A piece published by Hyphen Journal. Read here
Abstract:
While attending the second trial of the Court for Intergenerational Climate Crimes (CICC), as well as two subsequent workshops, I focus my attention on the indigo plant at the centre of the room. The trial details that for more than a century indigo was hyper-cultivated in a nascent system of extractive capitalism that sought to wrest produce, wealth and sovereignty from the Indian people and transfer it to British investors and, later, the British Crown. Underlying this deeply seated system of exploitation of multi-species labour is a reductivist conception of a deadened ‘nature’ so prevalent in neo-Cartesian, capitalist and extractive colonial economies.

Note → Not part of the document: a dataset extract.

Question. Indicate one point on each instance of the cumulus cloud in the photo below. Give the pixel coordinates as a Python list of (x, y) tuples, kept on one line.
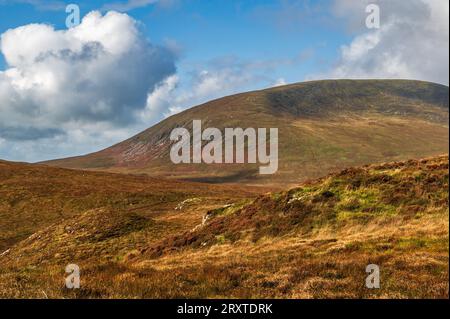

This article, then, is interested in asking what happens when we not only resist those damaging perspectives in general, but also focus on acknowledging nonhuman intelligence, creativity and agency within the trial itself? Following in the lineage of Val Plumwood, Graham Harvey and other new animists, as well as numerous Indigenous populations, I consider what it means to centre the ‘earth others’ also present at this gathering; one that is concerned with examining the cultivation, transportation and commercialisation of plant and human bodies and labour. Indeed, how can we take indigo’s participation at the CICC as seriously as we will take the prosecutors, historians and scholars speaking on the stage? If indigo is here as a participant, here with its own intelligence and history, and here to witness the proceedings along with the rest of us, then how can we witness the ways in which indigo, itself, is also participating in the act of gathering?